Sejak pagi, parkir sepeda di sekitar Pendapa Agung Trowulan selalu penuh. Terutama sepeda pancal, namun banyak pula sepeda motor, bahkan beberapa mobil.
Terik dalam perjalanan seakan tersiram dengan keteduhan rindangnya pepohonan di lokasi ini. Sejak masuk pintu gerbang, teriknya siang seakan sirna. Apalagi ketika memasuki komplek pendapa itu. Lantai pendapa seperti menelan panas kepenatan setelah seharian berjalan. Membuat siapa saja yang datang akan memilih duduk tersimpuh menguapkan panas tubuh yang dibawa dari rumah masing-masing.
Termasuk ketika siang itu, koran ini bertandang ke sana. Pengunjung ramai, laiknya ada sebuah acara khusus yang kerap diselenggarakan di tempat ini seperti ajang promosi atau dangdutan. Terutama anak-anak usia sekolah.
“Kegiatan Pondok Ramadan sudah selesai,” ujar Rian, seorang anak kelas IV SD Temon yang tak jauh dari lokasi ini.
Dia sengaja dengan lima orang temannya bersepeda menuju Pendapa Agung ini sekadar menghabiskan waktu puasa. “Kalau tidak dibuat main-main seperti ini, nanti terasa laparnya,” ujarnya memberi alasan.
Di Pendapa Agung, enam anak ini tampak bergerombol di sudut. Mereka tampaknya terlibat dalam pembicaraan seru anak-anak. Sayang, ketika didekati, pembicaraan itu dihentikan. Mereka hanya tersenyum saja malu-malu.
Beda Rian, beda pula kedatangan Muhtaman, warga Gresik yang datang bersama istrinya. Dia sebenarnya tak sengaja berkunjung ke sini. Hanya numpang mampir, karena sedang menjenguk salah satu kerabatnya di Trowulan. “Sudah di Trowulan ya sekalian mampir ke sini,” ujarnya.

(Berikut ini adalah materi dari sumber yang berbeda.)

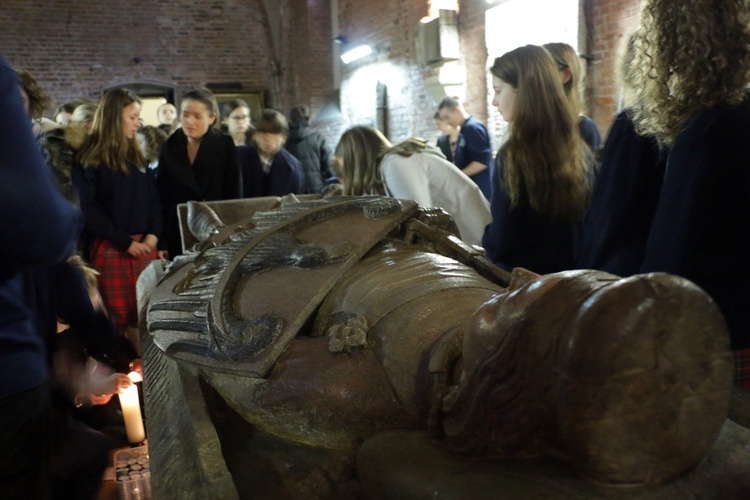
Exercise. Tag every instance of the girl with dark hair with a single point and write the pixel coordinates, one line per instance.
(198, 162)
(119, 202)
(411, 170)
(544, 170)
(689, 72)
(569, 65)
(235, 116)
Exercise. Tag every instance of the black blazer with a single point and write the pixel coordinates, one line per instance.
(214, 175)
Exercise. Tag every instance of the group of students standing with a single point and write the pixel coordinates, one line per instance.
(669, 192)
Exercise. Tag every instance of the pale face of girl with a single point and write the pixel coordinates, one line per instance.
(196, 118)
(269, 144)
(504, 99)
(238, 121)
(142, 143)
(130, 119)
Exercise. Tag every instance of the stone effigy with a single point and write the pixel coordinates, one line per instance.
(330, 321)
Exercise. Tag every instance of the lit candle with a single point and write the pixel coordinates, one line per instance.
(131, 410)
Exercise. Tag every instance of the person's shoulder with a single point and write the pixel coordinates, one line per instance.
(289, 158)
(719, 124)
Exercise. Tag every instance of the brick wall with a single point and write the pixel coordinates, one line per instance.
(78, 48)
(75, 49)
(609, 24)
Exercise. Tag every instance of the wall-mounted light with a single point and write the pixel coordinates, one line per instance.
(355, 53)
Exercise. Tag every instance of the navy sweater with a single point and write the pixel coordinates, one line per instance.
(39, 228)
(285, 175)
(118, 205)
(701, 226)
(623, 202)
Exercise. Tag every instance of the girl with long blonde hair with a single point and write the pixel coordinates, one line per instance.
(119, 201)
(569, 65)
(411, 170)
(544, 170)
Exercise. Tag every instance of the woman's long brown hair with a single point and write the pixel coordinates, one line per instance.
(107, 144)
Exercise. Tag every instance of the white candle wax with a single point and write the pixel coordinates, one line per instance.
(131, 413)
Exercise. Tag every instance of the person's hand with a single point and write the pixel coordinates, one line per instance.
(99, 399)
(137, 249)
(137, 366)
(112, 384)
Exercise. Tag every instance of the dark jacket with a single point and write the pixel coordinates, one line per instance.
(39, 228)
(521, 237)
(474, 145)
(309, 147)
(700, 228)
(285, 175)
(214, 175)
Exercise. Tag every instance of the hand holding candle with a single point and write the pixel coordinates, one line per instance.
(131, 410)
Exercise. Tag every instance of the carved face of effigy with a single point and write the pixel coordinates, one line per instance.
(617, 373)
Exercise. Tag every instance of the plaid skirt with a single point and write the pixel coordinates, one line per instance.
(742, 368)
(119, 272)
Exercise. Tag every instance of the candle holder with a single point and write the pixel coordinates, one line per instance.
(131, 411)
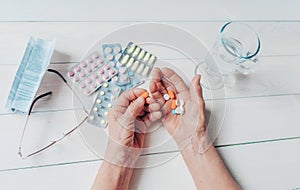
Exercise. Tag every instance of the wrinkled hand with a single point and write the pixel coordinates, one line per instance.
(127, 123)
(192, 123)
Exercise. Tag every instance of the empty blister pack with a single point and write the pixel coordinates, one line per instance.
(105, 99)
(137, 60)
(97, 79)
(91, 73)
(112, 53)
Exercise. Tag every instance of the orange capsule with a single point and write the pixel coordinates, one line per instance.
(173, 105)
(171, 94)
(145, 95)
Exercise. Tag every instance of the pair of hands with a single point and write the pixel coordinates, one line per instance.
(132, 114)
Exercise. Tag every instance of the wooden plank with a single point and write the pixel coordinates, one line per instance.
(274, 76)
(155, 10)
(246, 121)
(272, 165)
(74, 39)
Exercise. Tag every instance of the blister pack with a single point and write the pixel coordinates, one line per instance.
(91, 73)
(105, 99)
(137, 60)
(112, 53)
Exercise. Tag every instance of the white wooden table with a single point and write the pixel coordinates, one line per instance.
(260, 138)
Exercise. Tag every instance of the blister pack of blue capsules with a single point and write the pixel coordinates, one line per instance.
(112, 53)
(107, 95)
(137, 60)
(139, 63)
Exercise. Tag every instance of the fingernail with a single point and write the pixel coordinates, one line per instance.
(145, 95)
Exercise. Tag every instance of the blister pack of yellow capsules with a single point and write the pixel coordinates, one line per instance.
(138, 61)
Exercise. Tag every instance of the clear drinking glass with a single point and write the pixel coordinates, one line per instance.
(235, 51)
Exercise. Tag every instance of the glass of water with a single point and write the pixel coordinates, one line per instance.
(235, 51)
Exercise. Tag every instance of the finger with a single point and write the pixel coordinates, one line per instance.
(154, 107)
(134, 108)
(174, 79)
(156, 87)
(150, 100)
(128, 96)
(154, 116)
(196, 91)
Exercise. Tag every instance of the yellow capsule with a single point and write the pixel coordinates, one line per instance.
(124, 59)
(134, 66)
(130, 62)
(136, 51)
(147, 56)
(132, 47)
(140, 68)
(141, 54)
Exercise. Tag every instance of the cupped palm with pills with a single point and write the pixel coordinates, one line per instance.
(112, 74)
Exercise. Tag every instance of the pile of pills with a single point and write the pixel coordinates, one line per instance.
(111, 74)
(107, 95)
(137, 60)
(176, 104)
(112, 53)
(91, 73)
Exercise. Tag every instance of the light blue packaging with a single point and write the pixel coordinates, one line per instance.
(27, 80)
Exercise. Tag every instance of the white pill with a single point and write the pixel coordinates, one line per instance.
(109, 57)
(132, 47)
(166, 96)
(178, 110)
(142, 54)
(181, 110)
(124, 59)
(181, 102)
(136, 51)
(130, 62)
(147, 56)
(151, 61)
(134, 66)
(105, 85)
(117, 49)
(115, 79)
(123, 78)
(122, 70)
(117, 57)
(116, 89)
(140, 68)
(146, 71)
(107, 50)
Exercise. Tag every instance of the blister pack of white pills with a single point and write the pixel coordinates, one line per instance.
(112, 53)
(137, 60)
(91, 73)
(107, 95)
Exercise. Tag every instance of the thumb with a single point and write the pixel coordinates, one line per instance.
(135, 108)
(196, 89)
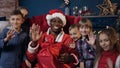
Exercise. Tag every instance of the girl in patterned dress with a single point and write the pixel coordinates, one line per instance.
(86, 44)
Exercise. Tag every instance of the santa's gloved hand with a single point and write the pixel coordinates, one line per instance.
(66, 58)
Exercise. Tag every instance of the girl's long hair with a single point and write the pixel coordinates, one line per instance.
(114, 41)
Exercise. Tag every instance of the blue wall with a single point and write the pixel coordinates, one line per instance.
(38, 7)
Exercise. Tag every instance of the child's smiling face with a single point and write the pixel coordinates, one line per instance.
(104, 41)
(16, 21)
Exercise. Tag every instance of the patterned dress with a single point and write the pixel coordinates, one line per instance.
(12, 52)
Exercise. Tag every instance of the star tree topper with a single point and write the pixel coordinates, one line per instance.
(107, 8)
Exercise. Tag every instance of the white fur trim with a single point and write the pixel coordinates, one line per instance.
(31, 49)
(59, 37)
(117, 64)
(77, 61)
(60, 15)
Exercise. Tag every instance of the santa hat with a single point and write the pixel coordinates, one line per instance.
(56, 13)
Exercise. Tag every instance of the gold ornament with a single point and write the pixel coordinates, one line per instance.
(107, 8)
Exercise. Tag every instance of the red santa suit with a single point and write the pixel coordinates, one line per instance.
(47, 52)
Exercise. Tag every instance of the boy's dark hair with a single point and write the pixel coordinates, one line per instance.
(73, 26)
(16, 12)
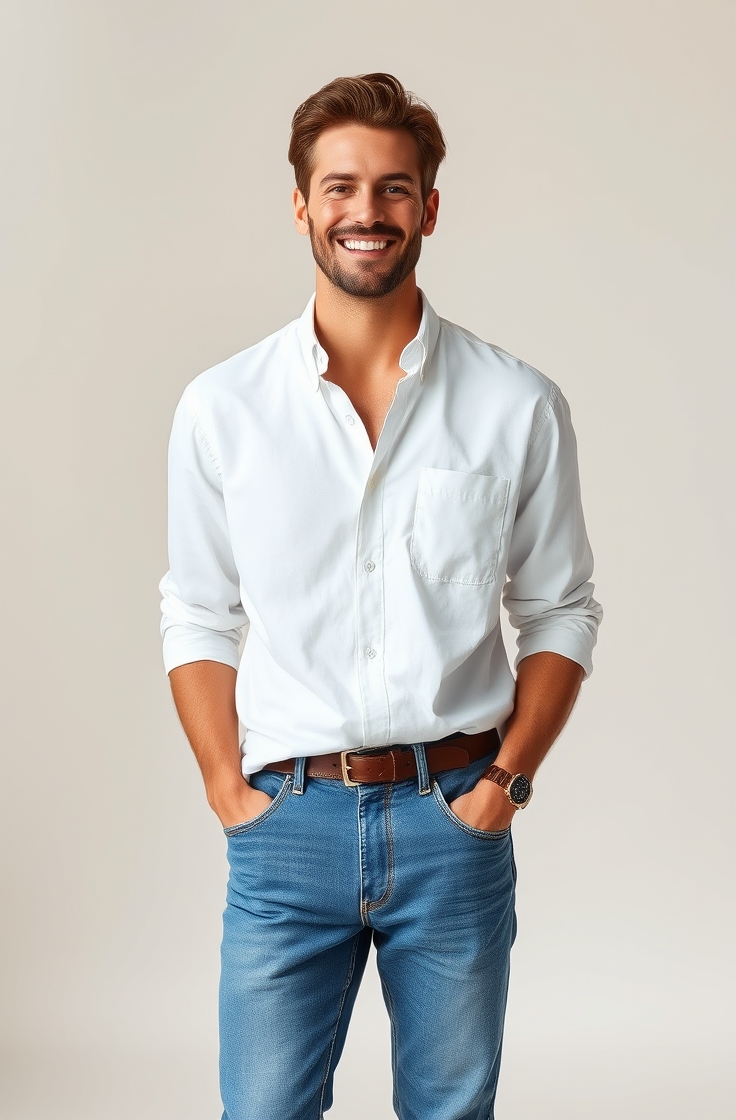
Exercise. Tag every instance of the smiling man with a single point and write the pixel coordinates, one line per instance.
(361, 488)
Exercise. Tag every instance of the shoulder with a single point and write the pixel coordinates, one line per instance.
(518, 382)
(499, 363)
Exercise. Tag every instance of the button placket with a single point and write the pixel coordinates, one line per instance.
(369, 572)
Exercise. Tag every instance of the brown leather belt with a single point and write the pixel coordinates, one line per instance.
(354, 767)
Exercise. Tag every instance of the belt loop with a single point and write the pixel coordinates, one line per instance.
(422, 773)
(299, 765)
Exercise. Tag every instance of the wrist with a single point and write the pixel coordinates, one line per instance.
(225, 789)
(514, 785)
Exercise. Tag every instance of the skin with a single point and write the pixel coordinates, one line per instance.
(365, 185)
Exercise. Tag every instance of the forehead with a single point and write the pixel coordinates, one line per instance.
(362, 150)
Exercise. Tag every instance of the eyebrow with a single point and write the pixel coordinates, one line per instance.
(347, 177)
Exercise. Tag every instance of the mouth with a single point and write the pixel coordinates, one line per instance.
(355, 246)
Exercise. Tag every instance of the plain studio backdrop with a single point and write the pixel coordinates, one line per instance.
(587, 226)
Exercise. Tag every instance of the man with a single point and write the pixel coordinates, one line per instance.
(357, 487)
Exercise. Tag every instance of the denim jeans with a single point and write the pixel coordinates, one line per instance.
(325, 870)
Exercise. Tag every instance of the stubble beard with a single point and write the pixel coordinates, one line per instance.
(372, 279)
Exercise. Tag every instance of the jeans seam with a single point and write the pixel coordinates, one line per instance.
(238, 830)
(343, 997)
(494, 837)
(389, 834)
(394, 1064)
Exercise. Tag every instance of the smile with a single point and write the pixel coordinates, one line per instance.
(364, 246)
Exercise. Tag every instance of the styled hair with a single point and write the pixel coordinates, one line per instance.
(376, 100)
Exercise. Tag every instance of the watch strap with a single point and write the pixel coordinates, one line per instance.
(499, 775)
(502, 777)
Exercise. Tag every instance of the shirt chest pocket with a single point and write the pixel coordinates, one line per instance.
(458, 522)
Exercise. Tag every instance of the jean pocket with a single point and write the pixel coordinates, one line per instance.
(458, 525)
(460, 826)
(278, 799)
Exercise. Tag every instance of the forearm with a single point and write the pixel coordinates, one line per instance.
(547, 688)
(204, 694)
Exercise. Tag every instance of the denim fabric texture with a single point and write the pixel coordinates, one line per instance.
(313, 882)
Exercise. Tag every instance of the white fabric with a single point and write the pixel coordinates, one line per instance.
(372, 580)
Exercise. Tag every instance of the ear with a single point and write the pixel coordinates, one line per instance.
(429, 218)
(300, 217)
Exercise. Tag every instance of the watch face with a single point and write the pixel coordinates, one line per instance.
(520, 790)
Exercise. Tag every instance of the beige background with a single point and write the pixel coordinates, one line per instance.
(586, 225)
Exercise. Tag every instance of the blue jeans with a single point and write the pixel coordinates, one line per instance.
(325, 870)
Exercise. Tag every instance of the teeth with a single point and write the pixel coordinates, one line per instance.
(365, 245)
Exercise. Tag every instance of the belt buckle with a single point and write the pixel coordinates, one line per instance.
(345, 766)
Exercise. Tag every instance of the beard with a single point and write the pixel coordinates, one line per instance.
(365, 279)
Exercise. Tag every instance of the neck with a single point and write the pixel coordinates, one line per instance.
(365, 336)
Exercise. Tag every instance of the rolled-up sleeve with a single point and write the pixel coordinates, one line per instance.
(203, 615)
(548, 594)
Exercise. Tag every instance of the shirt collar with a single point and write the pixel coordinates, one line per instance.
(413, 356)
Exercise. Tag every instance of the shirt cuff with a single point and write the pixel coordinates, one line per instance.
(573, 643)
(185, 643)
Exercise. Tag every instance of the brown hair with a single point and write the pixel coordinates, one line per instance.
(376, 100)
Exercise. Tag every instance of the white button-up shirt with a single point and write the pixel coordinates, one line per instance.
(372, 579)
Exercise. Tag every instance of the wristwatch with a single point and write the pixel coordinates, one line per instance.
(516, 787)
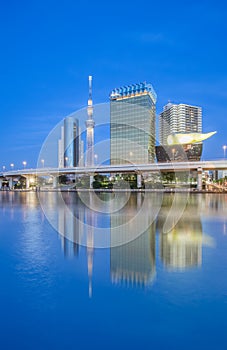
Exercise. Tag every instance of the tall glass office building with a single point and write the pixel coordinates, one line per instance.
(132, 129)
(71, 142)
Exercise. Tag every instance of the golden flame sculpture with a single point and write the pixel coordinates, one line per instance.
(182, 139)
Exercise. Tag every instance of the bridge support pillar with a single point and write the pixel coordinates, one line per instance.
(55, 181)
(10, 183)
(139, 180)
(27, 183)
(91, 181)
(199, 179)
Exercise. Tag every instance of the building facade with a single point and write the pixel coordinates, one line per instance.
(69, 143)
(132, 124)
(179, 118)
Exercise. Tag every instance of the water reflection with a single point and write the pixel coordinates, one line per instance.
(133, 263)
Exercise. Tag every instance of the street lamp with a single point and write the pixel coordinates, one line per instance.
(224, 149)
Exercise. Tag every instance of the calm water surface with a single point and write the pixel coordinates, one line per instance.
(159, 283)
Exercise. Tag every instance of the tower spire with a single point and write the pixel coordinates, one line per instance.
(90, 102)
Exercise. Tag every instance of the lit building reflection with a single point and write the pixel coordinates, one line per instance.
(133, 263)
(181, 246)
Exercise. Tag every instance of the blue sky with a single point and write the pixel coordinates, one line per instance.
(48, 49)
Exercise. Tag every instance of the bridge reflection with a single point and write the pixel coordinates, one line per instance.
(79, 221)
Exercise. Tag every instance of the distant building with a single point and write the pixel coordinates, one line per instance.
(90, 124)
(132, 128)
(179, 118)
(69, 143)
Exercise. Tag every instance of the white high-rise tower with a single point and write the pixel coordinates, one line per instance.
(90, 128)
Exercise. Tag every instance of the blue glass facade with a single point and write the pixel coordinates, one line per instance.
(132, 126)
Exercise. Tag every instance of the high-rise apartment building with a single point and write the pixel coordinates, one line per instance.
(179, 118)
(132, 128)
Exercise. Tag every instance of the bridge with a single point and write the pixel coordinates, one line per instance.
(139, 169)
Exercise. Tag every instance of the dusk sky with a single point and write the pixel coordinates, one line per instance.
(48, 49)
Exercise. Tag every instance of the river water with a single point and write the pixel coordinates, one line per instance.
(113, 271)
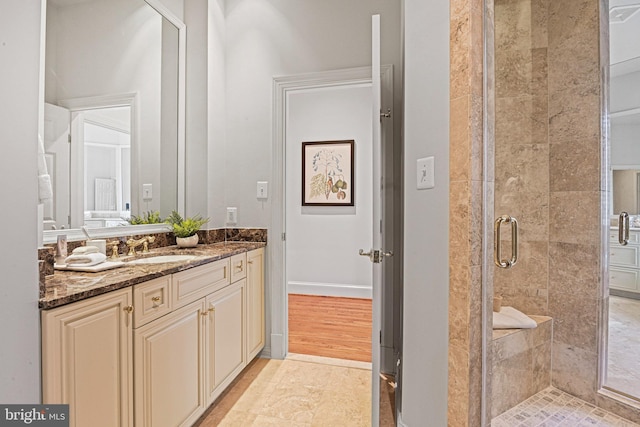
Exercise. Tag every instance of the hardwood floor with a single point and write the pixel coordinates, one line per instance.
(330, 326)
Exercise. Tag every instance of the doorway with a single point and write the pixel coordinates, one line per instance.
(283, 87)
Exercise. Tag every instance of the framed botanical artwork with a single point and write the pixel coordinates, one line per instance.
(327, 173)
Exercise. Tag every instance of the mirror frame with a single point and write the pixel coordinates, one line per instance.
(74, 234)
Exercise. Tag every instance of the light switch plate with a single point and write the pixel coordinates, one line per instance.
(425, 177)
(232, 215)
(262, 190)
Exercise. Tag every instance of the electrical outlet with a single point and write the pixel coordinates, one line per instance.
(232, 215)
(147, 191)
(262, 190)
(425, 178)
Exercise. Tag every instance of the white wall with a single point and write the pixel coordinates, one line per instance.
(625, 144)
(323, 242)
(625, 91)
(625, 130)
(19, 320)
(426, 271)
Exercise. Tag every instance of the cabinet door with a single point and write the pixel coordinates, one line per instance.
(87, 359)
(225, 338)
(169, 368)
(255, 303)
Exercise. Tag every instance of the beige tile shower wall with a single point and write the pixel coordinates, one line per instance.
(522, 149)
(466, 213)
(575, 195)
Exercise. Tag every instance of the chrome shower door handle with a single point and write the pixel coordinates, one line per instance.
(623, 228)
(497, 252)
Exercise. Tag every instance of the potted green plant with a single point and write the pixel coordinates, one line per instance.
(186, 229)
(150, 217)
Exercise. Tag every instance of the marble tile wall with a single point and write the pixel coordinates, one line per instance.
(522, 159)
(576, 198)
(549, 155)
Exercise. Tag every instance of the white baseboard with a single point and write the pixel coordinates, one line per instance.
(329, 289)
(265, 353)
(277, 350)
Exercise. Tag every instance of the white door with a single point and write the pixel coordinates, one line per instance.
(58, 156)
(376, 254)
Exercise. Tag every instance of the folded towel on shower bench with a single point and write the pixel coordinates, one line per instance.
(510, 318)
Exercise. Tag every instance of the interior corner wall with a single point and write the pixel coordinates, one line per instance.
(217, 114)
(426, 220)
(19, 315)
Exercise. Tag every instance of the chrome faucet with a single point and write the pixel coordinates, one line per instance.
(133, 244)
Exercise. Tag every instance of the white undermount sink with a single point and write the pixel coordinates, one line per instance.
(161, 259)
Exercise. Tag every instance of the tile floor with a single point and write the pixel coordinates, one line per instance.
(295, 392)
(623, 373)
(552, 407)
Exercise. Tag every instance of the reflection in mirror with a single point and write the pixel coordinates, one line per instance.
(622, 368)
(113, 83)
(107, 173)
(626, 186)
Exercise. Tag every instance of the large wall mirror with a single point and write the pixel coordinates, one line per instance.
(622, 370)
(113, 131)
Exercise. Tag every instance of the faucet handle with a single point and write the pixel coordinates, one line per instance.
(131, 243)
(145, 243)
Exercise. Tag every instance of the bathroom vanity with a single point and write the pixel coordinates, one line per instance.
(152, 344)
(624, 263)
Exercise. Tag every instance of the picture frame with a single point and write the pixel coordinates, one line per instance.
(328, 173)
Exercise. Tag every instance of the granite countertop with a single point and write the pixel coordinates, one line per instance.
(64, 287)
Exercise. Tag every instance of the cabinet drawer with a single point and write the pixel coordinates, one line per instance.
(189, 285)
(238, 267)
(634, 236)
(151, 300)
(623, 279)
(624, 255)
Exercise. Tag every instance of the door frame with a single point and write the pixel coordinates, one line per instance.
(282, 86)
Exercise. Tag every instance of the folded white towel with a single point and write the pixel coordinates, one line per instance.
(84, 250)
(510, 318)
(85, 259)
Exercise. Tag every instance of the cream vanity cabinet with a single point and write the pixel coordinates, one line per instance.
(159, 353)
(186, 358)
(624, 262)
(87, 355)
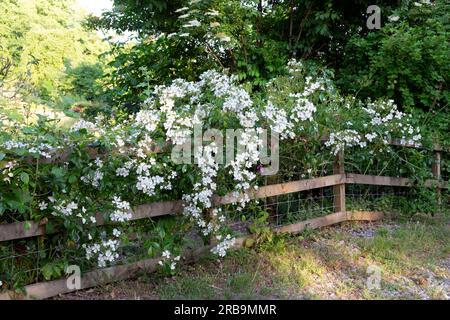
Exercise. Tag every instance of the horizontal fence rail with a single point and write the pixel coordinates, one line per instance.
(27, 229)
(338, 181)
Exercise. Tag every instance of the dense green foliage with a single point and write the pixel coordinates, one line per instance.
(48, 47)
(220, 65)
(407, 60)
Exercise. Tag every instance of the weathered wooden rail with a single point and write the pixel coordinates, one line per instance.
(338, 181)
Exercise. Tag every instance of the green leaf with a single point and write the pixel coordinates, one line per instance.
(27, 226)
(25, 177)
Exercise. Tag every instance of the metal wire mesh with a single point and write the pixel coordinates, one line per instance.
(22, 261)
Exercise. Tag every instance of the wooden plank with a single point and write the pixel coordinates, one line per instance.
(378, 180)
(19, 230)
(330, 219)
(13, 231)
(44, 290)
(283, 188)
(48, 289)
(339, 190)
(353, 178)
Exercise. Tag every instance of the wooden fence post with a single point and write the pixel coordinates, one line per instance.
(437, 175)
(339, 190)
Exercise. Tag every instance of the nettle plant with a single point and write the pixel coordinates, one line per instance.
(301, 106)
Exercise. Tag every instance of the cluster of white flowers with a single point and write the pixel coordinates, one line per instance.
(303, 109)
(125, 170)
(203, 191)
(122, 210)
(384, 120)
(224, 245)
(95, 177)
(279, 121)
(64, 208)
(147, 119)
(40, 150)
(169, 259)
(7, 171)
(422, 2)
(294, 66)
(106, 251)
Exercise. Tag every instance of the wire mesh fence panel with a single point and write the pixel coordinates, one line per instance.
(398, 162)
(405, 201)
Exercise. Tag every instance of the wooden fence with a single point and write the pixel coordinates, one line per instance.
(337, 181)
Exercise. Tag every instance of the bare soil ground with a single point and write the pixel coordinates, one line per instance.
(388, 260)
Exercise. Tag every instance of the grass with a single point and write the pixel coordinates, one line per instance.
(333, 263)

Di tempat ini, sepasang suami-istri ini tampak menikmati suasana yang ada. Bahkan, keduanya tampak antusias memandang satu per satu gambar yang dipasang di pendapa. Mulai foto para panglima Kodam V Brawijaya, serta situs-situs peninggalan Kerajaan Majapahit. Tidak hanya itu, keduanya tampak mendatangi petilasan Gajah Mada di belakang pendapa.
Ternyata, tidak hanya Muhtaman yang dari luar kota. Seorang laki-laki lain mengaku dari Sidoarjo juga terlihat hadir. “Saya ingin tahu tempat Gajah Mada mengucapkan sumpah amukti palapanya,” kata warga Waru Sidoarjo ini.
Tidak hanya anak-anak dan orang dewasa yang membanjiri Pendapa Agung. Beberapa pasangan muda-mudi juga tampak datang ke tempat ini. Mereka tampaknya sepasang kekasih. Hanya, karena tempatnya ramai, biasanya pasangan yang datang berdua ini memilih duduk-duduk di pinggir pendapa saja.